Anish's Weblog
Anish's Weblog

20050614 Tuesday June 14, 2005

Hardware interrupts overview for Solaris X86 Hardware interrupts overview for Solaris X86

Welcome to OpenSolaris, and the wonders of Solaris 10.

This paper provides a brief introduction to hardware interrupts on x86 platforms. It is relevant for Intel and AMD based platforms. Interrupt handling is done via interrupt controller hardware in the system which are mostly sideband signals. Inband interrupts, for e.g. Message Signalled Interrupts (MSIs), introduced with PCI v2.2 specification onwards, will be discussed in another blog. MSIs are becoming mainstay with advent of new interrconnects like PCI-Express.

However, there are mainly two kinds of hardware interrupt controllers which are commonly used on x86 platforms:

1. 82c59(A) PIC(Programmable Interrupt Controller)

This is supported by the Solaris uppc(7d) module and its source is located at usr/src/uts/i86pc/io/psm/uppc.c.  Each PIC can handle 8 vectored priority interrupting sources and there are two PICs cascaded together to provide 16 interrupts on x86 systems.  However, one of the pin - IRQ2 of the 1st PIC is used to cascade the 2nd PIC and so there are only 15 interrupt sources.  This can not be used for multiprocessor (MP) systems without any major modifications.

2. APIC (Advanced Programmable Interrupt controller)
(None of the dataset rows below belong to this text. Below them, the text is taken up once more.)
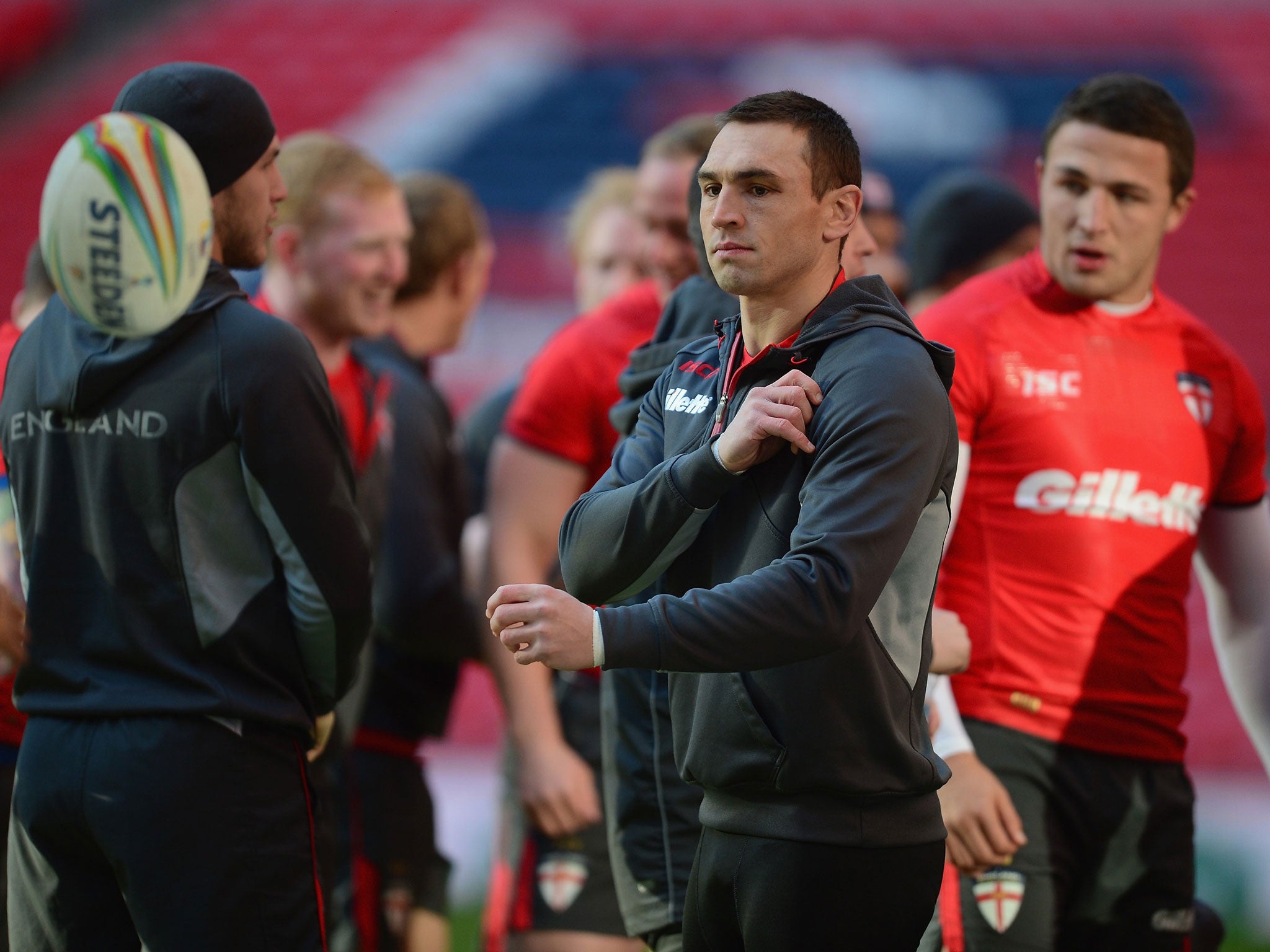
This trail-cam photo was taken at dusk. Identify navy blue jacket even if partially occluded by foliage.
[0,262,371,734]
[560,275,956,847]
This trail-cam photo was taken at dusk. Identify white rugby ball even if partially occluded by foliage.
[39,113,212,338]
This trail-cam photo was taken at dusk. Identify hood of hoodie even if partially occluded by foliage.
[716,274,954,390]
[30,260,246,418]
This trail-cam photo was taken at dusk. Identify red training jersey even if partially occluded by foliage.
[503,281,662,488]
[918,253,1266,762]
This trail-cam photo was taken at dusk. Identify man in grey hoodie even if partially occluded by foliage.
[489,91,956,952]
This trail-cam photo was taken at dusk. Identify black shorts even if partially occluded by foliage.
[484,671,626,950]
[9,717,326,952]
[601,668,703,950]
[961,718,1195,952]
[345,731,451,952]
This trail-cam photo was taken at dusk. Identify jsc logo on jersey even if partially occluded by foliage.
[1015,470,1204,536]
[970,868,1025,932]
[665,387,714,414]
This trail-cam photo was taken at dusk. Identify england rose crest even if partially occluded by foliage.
[970,867,1026,932]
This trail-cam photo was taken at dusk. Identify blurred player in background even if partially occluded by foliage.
[462,166,645,603]
[904,169,1040,317]
[4,241,57,332]
[0,234,48,951]
[260,132,492,952]
[0,63,371,952]
[565,167,644,314]
[921,75,1270,952]
[486,117,715,952]
[859,169,908,301]
[347,173,494,952]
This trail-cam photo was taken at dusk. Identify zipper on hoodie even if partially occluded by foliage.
[710,327,740,439]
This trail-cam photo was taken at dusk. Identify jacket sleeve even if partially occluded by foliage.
[560,363,738,606]
[222,313,371,713]
[600,328,956,671]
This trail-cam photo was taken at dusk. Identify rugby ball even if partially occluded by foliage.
[39,113,212,338]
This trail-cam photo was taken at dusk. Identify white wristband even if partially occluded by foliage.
[926,674,974,760]
[590,609,605,668]
[710,439,744,476]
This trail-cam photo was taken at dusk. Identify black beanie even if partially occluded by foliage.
[908,170,1039,293]
[114,62,275,195]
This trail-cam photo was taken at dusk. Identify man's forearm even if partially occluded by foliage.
[560,447,735,604]
[482,637,564,750]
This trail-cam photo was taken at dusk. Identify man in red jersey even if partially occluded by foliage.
[920,75,1270,952]
[486,117,715,952]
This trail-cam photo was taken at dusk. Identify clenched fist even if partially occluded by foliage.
[715,371,824,472]
[485,585,596,671]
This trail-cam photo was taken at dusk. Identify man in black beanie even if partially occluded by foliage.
[0,63,370,952]
[904,169,1040,316]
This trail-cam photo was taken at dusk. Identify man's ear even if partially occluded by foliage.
[269,224,300,274]
[822,185,864,241]
[1165,188,1195,235]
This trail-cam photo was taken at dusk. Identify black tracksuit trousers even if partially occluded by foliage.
[683,827,944,952]
[9,717,325,952]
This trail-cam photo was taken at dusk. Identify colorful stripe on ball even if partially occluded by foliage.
[78,115,182,297]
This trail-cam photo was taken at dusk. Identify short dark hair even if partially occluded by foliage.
[1041,73,1195,198]
[717,89,859,198]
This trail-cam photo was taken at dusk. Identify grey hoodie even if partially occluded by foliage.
[560,275,956,847]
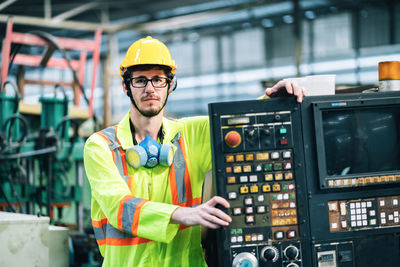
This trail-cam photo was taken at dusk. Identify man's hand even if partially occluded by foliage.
[265,79,306,103]
[171,196,232,229]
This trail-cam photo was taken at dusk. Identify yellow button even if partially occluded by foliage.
[272,184,281,192]
[227,176,236,184]
[256,152,269,160]
[275,172,283,181]
[240,185,249,194]
[264,173,274,181]
[246,154,254,161]
[243,165,251,172]
[225,155,235,162]
[285,172,293,180]
[250,185,258,193]
[233,166,242,173]
[236,154,244,161]
[263,184,271,192]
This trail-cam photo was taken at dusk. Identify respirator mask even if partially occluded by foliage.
[125,136,174,169]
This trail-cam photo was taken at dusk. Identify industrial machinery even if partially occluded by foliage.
[209,92,400,267]
[0,19,101,266]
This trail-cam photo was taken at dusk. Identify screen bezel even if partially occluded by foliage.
[311,97,400,189]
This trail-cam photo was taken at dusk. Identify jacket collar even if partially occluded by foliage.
[117,111,181,150]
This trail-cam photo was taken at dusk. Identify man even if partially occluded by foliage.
[84,37,304,266]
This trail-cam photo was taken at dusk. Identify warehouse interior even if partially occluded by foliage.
[0,0,400,267]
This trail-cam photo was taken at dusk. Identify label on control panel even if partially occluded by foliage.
[328,196,400,232]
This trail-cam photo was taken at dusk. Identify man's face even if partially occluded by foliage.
[124,69,168,117]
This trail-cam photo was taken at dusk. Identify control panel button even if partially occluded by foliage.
[243,197,253,206]
[274,231,285,240]
[257,206,265,213]
[239,185,249,194]
[263,184,271,192]
[233,208,242,215]
[279,139,288,146]
[256,152,269,161]
[264,163,272,172]
[246,215,256,224]
[224,131,242,148]
[225,155,235,162]
[275,172,283,181]
[228,192,237,200]
[271,151,280,159]
[246,154,254,161]
[272,184,281,192]
[250,185,258,194]
[235,154,244,162]
[264,173,274,182]
[279,128,287,134]
[239,175,249,183]
[245,207,254,214]
[249,174,258,183]
[282,150,292,159]
[226,176,236,184]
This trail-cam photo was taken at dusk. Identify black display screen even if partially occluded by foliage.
[320,106,400,177]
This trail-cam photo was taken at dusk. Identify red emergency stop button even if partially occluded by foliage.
[225,131,242,148]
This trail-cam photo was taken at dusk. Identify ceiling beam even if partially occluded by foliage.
[52,1,100,22]
[0,14,102,31]
[0,0,17,11]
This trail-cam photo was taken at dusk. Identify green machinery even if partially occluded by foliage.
[0,82,84,231]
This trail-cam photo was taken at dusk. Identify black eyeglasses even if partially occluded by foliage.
[130,76,171,88]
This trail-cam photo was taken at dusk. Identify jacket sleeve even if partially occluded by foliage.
[84,134,179,242]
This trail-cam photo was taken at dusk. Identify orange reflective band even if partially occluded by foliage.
[97,132,115,163]
[132,199,148,236]
[101,237,152,246]
[178,137,193,207]
[169,163,179,205]
[117,195,134,231]
[92,218,109,228]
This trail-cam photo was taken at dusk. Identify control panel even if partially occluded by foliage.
[210,101,306,267]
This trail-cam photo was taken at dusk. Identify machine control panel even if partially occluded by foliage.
[211,101,304,267]
[328,196,400,232]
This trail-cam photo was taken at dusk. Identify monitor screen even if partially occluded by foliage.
[316,101,400,187]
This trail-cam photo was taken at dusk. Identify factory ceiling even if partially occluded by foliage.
[0,0,390,52]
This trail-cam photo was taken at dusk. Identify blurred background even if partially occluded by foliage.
[0,0,400,266]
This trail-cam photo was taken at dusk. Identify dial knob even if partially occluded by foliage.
[232,252,258,267]
[225,131,242,148]
[261,246,279,262]
[283,245,299,260]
This is supported by the Solaris pcplusmp(7d) module and its source is located at usr/src/uts/i86pc/io/pcplusmp/apic.c.  It consists of two components - I/O APIC and Local APIC.  The Local APIC is embedded in the CPU while the I/O APIC is used for connecting the interrupting sources.  The Local APIC also has the capability to send interprocessor interrupt from one cpu to another and so APIC is widely used on all the x86 MP systems.  Each system can have multiple I/O APICs and each I/O APIC can have 4, 16, 20 or 24 interrupt pins.  Since the Local APIC is embedded in the CPU and the I/O APIC can handle more than 16 interrupt sources, even the single-CPU systems uses APIC as well instead of some other hardware.

There are many systems, which have I/O APICs with 4 inputs(this is typically done for PCI-X slotted systems, where each slot is given a dedicated I/O APIC, enabling INTA-INTD for each of the slots to have a dedicated input).

Solaris supports multiple I/O APICs.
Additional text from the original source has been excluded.